I've had numerous requests for Morrison's recipes, and a few of those requests are not in the Morrison's Recipe Manual. There were a few dishes that were unique to particular Morrison's locations - these dishes were only made at those locations. There's not much hoping of getting those except from someone who was actually employed at the specific location. In over 80 years of operation in over 150 locations, there have to be a lot of ex-Morrison's chefs and cooks and other employees around. Hopefully some of them will read this and help us out with the recipes that we have been unable to locate.

I have been told by former Morrison's employees that sometimes their fruit pies and pecan pies were made with a canned filling. These fillings would have been made for Morrison's by a commercial producer, possibly "Gumpert's" or "Baker & Baker," according to reliable information. There would be no recipe available for these canned fillings. Over the years, Morrison's began buying premade ingredients more and more, replacing some ingredients that were originally made in-house.
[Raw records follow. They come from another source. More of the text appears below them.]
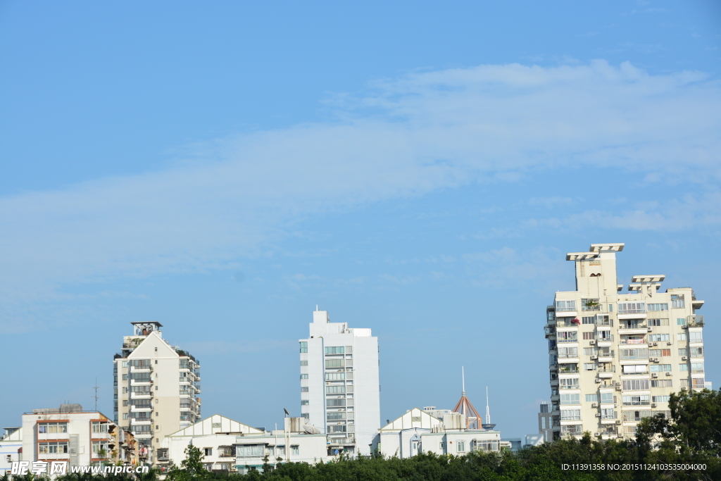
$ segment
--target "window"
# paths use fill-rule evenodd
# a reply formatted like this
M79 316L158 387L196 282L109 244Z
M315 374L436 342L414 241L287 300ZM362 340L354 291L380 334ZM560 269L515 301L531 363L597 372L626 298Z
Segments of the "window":
M613 409L602 409L601 410L601 418L605 420L616 419L616 411Z
M624 391L648 390L648 379L625 379L622 382Z
M624 421L640 421L644 418L650 418L653 412L649 410L624 411Z
M668 311L668 304L646 304L647 311Z
M150 400L148 400L149 401ZM92 432L93 433L107 433L107 423L99 423L97 421L93 421L92 423Z
M601 404L613 404L616 402L616 397L613 392L601 392Z
M561 434L569 435L569 436L580 436L582 434L581 425L567 424L565 425L562 425L561 426Z
M684 297L684 294L671 294L671 307L686 307L686 302Z
M561 394L561 404L580 403L580 394Z
M624 374L645 374L648 372L648 366L646 364L624 364L622 367Z
M38 433L67 433L67 423L43 423L37 424Z
M59 454L68 452L67 441L58 443L40 443L38 447L38 452L40 454Z
M642 314L646 312L643 302L619 302L619 314Z
M694 377L691 381L694 381L691 387L694 389L702 389L706 387L706 383L702 377Z
M576 331L560 331L556 332L559 343L576 343L578 341L578 332Z
M557 312L570 312L576 310L575 301L556 301Z
M691 331L689 332L689 343L701 343L703 340L703 333L701 331Z
M563 378L559 379L560 381L560 388L562 389L578 389L578 378Z
M262 444L239 446L235 449L235 455L239 458L262 458L265 454Z
M647 394L622 396L621 399L624 406L642 406L651 403L650 396Z

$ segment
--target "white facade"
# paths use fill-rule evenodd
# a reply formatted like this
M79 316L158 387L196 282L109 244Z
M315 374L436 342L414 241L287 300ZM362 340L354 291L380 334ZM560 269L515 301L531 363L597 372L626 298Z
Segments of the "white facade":
M132 438L123 434L101 412L83 411L79 405L63 405L60 409L36 409L24 414L18 437L22 436L22 461L66 461L70 466L87 466L125 461L118 437L133 450L135 446Z
M381 423L378 337L313 313L301 345L301 412L332 443L368 455Z
M200 369L197 360L163 339L159 322L131 322L115 358L115 422L149 448L200 418Z
M9 472L12 463L22 461L22 428L6 428L0 438L0 476Z
M385 456L401 459L421 453L463 456L472 451L499 450L498 431L462 428L465 419L458 412L442 415L443 420L414 407L381 428L374 449Z
M671 393L705 386L704 301L689 287L662 291L661 275L634 275L623 292L623 247L567 254L576 290L547 309L554 438L633 437L642 418L668 415Z
M265 431L216 414L166 436L157 450L156 461L164 472L173 464L180 466L185 449L192 443L205 455L203 462L207 469L231 471L236 464L236 439L249 434Z

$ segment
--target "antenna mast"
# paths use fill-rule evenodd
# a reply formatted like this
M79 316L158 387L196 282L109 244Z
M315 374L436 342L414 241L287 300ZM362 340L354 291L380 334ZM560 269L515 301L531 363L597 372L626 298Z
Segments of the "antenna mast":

Many of the Morrison's Cafeteria recipes from the actual Morrison's kitchen manuals call for something called "Voltex". This was an institutional food service product, a frozen mixture of liquid eggs and margarine that appears to have been made by Fleischmann's. It is no longer being sold. I have been told by a former Morrison's chef that the liquid whole eggs product sold in supermarkets may be substituted using the same weight and ratio as the amount of Voltex called for in the recipes.